Sunday, April 01, 2007

Palm Sunday of the Passion of Our Lord

There are only 4 occassions when I, child of the Reformed traditions that I am, think a sermon or homily or almost any extraneous words at all, is unnecessary, when I think we should just let the story wash over us. The other three are Good Friday, Christmas Eve, and Christmas Day. This is the fourth one: Palm Sunday.

Of course now, in many churches, we have to lump together Palm Sunday with Passion Sunday. Time was we did them separately: triumphal entry one week, tragic consequence the next. Perhaps we don't have the time now, and we want to take our medicine all at once. Perhaps we don't really want to take our medicine (how many of us try to attend Maundy Thursday and Good Friday and Easter Vigil, if available, and then Easter Sunday? There's a reason pastors talk about the hard work of getting Jesus resurrected.). One explanation I've heard is that people want to skip the passion and go straight to the empty tomb; which is a terrible cheat.
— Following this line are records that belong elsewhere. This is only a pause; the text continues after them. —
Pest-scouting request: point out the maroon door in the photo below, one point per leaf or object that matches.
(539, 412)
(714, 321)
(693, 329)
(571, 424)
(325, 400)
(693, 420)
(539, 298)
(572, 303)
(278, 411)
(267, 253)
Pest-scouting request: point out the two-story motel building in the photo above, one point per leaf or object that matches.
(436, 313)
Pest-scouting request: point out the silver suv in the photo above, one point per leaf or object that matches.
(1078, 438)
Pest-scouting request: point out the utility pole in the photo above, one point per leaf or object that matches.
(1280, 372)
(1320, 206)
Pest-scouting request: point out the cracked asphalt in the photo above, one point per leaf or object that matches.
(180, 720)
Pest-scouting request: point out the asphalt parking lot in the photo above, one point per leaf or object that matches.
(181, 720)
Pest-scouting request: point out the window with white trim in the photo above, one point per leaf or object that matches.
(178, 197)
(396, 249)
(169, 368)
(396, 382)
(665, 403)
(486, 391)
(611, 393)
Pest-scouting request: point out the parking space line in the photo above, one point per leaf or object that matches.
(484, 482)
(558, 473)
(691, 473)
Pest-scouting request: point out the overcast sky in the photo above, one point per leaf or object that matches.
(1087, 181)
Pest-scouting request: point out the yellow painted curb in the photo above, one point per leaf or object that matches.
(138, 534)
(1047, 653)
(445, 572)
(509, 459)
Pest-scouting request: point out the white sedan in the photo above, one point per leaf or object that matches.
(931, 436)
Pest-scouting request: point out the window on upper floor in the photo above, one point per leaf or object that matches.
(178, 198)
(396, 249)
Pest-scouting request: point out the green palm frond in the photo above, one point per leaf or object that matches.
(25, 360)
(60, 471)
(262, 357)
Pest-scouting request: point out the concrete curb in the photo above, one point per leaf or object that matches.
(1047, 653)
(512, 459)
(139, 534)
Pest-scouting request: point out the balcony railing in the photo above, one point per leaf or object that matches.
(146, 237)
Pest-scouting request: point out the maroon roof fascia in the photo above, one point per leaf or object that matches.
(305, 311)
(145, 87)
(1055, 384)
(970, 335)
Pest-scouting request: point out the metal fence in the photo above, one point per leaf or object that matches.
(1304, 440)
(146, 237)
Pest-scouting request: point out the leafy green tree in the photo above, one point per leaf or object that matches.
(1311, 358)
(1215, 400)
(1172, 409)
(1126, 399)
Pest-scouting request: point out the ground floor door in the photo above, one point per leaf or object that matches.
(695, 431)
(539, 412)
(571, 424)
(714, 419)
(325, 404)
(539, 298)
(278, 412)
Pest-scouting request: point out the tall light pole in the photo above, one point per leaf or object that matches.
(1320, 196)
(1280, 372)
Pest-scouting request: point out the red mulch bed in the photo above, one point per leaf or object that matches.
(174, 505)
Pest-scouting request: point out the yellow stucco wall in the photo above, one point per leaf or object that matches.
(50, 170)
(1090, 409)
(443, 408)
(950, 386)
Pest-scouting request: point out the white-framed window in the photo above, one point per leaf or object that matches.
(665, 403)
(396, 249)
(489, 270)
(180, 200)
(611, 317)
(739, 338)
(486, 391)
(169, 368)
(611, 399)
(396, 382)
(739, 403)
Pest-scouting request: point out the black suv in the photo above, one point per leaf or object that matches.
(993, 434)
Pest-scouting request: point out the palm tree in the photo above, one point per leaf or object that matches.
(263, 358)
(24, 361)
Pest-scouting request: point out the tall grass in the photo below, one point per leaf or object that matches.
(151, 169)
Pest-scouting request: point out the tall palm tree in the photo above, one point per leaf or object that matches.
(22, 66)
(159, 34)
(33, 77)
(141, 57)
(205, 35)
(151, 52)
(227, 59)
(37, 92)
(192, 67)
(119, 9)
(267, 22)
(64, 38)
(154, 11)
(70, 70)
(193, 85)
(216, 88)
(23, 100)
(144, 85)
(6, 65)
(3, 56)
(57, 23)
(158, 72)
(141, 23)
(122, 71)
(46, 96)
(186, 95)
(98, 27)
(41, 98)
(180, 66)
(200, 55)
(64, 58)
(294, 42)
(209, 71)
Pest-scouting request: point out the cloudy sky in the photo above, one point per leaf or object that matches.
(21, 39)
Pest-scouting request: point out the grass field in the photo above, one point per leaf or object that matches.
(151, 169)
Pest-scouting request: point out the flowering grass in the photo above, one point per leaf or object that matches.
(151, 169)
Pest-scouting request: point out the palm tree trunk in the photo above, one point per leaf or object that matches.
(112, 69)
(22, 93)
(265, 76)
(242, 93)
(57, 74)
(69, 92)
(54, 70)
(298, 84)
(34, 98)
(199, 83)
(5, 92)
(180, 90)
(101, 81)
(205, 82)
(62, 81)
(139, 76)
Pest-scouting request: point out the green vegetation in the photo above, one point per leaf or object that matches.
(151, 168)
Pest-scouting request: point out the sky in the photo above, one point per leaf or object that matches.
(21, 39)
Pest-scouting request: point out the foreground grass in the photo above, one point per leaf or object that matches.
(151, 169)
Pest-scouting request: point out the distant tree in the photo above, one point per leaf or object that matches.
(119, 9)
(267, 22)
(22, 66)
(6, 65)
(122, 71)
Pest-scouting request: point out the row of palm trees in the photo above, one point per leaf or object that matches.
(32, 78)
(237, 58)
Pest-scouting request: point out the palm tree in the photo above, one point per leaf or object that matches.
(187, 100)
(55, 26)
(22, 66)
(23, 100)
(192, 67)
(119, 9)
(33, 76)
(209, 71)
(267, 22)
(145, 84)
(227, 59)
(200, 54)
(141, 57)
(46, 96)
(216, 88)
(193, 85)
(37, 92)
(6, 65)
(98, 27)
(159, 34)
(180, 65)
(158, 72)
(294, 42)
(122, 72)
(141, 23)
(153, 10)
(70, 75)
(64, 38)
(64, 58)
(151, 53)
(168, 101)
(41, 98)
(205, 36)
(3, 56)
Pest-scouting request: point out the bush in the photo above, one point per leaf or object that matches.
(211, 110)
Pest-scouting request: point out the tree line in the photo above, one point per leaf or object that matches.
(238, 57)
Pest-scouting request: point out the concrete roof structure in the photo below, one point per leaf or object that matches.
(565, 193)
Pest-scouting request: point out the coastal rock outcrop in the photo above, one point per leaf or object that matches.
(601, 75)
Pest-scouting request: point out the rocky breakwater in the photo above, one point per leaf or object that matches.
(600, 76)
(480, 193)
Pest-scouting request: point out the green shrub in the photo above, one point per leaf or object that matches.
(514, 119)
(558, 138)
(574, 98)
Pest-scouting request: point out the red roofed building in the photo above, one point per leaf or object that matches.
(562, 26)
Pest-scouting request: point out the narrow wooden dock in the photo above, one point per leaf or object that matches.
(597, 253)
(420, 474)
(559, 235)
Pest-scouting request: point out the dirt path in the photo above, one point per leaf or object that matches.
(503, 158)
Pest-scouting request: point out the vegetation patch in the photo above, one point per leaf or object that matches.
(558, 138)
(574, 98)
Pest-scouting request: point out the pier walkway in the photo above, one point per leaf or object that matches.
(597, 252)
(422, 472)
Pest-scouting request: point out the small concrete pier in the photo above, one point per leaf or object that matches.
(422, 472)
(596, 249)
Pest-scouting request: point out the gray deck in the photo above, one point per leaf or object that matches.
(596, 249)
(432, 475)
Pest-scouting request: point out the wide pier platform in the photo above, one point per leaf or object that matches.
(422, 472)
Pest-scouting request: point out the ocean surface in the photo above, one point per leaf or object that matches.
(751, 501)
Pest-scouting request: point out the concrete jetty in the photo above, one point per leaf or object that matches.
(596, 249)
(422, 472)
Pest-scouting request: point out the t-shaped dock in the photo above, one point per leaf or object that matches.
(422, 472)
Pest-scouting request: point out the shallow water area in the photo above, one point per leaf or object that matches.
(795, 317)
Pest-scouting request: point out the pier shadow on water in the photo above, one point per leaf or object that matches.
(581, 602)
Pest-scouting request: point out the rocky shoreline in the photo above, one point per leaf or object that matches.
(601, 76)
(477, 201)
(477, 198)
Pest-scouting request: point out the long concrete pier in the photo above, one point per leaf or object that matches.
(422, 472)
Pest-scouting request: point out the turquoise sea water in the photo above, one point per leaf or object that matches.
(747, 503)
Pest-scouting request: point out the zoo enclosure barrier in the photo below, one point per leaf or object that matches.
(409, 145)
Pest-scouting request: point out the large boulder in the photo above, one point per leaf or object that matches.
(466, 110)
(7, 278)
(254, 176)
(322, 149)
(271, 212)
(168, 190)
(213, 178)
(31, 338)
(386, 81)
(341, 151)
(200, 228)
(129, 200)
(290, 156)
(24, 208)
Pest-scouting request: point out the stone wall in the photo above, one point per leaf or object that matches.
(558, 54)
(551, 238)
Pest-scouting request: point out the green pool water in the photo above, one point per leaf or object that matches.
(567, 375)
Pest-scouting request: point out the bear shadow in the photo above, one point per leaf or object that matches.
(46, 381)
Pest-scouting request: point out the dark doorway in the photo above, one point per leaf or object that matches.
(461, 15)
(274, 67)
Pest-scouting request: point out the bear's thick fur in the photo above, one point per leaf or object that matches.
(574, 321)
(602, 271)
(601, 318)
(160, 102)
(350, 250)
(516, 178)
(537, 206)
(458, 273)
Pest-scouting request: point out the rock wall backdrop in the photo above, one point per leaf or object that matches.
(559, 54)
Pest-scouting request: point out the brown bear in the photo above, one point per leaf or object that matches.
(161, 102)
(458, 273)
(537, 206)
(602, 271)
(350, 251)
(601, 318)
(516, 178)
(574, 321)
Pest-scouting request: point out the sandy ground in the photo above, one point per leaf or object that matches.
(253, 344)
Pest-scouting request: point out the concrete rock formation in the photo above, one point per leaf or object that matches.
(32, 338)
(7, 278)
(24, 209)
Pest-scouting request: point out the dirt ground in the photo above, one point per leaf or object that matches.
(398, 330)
Maybe it's that we're all Docetists now. It disturbs us to think we worship a crucified God. The Absolute Paradox of God becoming human is too much to wrap our heads around, so we object when Jesus is portrayed as a true adult male. Crucifixion, of course, is too crude for modern sensibilities, so we don't think much about it anymore. The cruelty of death on a cross has been documented. But cruel death was a commonplace in 1st century Palestine. The Romans added true shock value to the torture by hanging the victim naked. Not that the victim much cared, of course; or didn't care for long, given the agonies of death crucifixion inflicted. The shame of nakedness was for the public; death they expected to be cruel, but shame....

We still don't like shame, of course, so we don't want to see Jesus on the cross without a loincloth either. Perhaps it's just as well. Or perhaps it would help us take a bit more seriously the story of the passion. Links to the Liturgy of the Palms and the Liturgy of the Passion can be found here. No other sermon today. After all, I've got enough to say on other topics.